L'analyse de la surface résiduelle des unités foncières montre que 29 % des parcelles disposent de moins de 50 m² de surface résiduelle, et autant se situent entre 100 et 400 m², ce qui borne concrètement le potentiel de densification parcelle par parcelle.





L'analyse du foncier permet d'identifier 3 800 unités foncières (35 %) potentiellement divisibles selon la logique BIMBY, contre 7 200 unités (65 %) considérées comme complexes du fait de leur configuration. Le potentiel BUNTI, qui vise la transformation du bâti existant plutôt que sa division parcellaire, concerne une part plus large : 6 679 unités foncières (60 %) sont jugées potentiellement adaptées, contre 4 460 unités complexes (40 %).
Au-delà de ce potentiel global, l'étude identifie des profils-types de logements susceptibles d'évoluer : le Profil 1 regroupe 815 maisons occupées par des propriétaires de plus de 70 ans, à étage, sur des parcelles de plus de 1 000 m², tandis que le Profil 2 élargit ce critère aux logements de plus de 120 m² pour 1 201 maisons concernées. Un troisième profil, orienté vers les résidences secondaires ou logements vacants achetés après 2019 sur des parcelles de plus de 1 000 m², représente 423 logements, autant de situations où un potentiel de densification ou de recomposition du bâti pourrait être mobilisé.

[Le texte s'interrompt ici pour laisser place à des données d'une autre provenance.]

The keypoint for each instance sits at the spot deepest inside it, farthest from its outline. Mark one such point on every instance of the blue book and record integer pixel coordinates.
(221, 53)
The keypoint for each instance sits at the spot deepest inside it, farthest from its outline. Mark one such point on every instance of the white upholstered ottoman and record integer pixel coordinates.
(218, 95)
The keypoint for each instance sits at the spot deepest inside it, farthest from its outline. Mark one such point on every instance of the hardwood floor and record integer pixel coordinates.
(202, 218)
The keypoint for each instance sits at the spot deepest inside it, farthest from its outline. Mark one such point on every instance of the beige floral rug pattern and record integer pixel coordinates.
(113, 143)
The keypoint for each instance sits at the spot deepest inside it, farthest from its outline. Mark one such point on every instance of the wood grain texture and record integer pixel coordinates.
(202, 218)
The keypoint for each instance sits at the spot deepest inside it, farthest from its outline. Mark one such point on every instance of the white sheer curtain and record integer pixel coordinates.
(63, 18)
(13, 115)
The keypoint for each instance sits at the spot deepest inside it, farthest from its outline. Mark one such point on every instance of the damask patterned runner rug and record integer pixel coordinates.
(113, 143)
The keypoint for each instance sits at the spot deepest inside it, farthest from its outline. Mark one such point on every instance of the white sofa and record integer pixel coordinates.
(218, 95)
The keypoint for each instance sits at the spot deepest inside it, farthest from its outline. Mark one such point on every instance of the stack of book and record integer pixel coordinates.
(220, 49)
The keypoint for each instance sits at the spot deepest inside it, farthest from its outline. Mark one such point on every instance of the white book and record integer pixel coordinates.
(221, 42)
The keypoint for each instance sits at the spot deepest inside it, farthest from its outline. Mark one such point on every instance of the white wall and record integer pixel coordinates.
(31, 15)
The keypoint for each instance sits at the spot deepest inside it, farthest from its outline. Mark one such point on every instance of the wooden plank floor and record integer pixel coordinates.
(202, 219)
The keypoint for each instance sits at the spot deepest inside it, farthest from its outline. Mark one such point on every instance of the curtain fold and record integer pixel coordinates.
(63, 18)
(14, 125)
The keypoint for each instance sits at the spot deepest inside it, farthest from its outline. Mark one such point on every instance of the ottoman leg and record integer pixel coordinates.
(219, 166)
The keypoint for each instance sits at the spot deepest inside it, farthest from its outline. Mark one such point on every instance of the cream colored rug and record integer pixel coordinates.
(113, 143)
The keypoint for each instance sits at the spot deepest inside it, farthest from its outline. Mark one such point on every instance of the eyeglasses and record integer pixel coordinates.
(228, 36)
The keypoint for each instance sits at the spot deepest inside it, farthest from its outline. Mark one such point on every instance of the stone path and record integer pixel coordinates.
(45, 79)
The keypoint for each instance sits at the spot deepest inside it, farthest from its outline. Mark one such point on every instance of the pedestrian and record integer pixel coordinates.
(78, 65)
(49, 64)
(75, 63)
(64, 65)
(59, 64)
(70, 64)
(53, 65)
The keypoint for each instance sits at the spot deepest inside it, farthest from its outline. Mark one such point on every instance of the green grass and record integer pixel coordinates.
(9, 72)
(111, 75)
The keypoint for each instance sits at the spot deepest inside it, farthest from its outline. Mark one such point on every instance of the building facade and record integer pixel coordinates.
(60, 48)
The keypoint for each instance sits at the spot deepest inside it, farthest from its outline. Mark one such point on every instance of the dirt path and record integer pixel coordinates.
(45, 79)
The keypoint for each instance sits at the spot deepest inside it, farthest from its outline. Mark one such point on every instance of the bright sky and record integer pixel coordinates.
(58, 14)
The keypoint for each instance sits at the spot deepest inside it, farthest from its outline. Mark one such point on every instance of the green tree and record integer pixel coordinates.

L'étude met en évidence une vitesse de production de logements de 0,6 % par an, importante au regard du parc existant, dont 66 % en filière courte portée par des particuliers. Les terrains à bâtir commencent désormais à partir de 200 m², ce qui montre que la maison individuelle reste compatible avec des densités élevées et la préservation des terres naturelles et agricoles, tandis que la structure de propriété très majoritairement en monopropriété constitue un levier pour faire évoluer le bâti existant.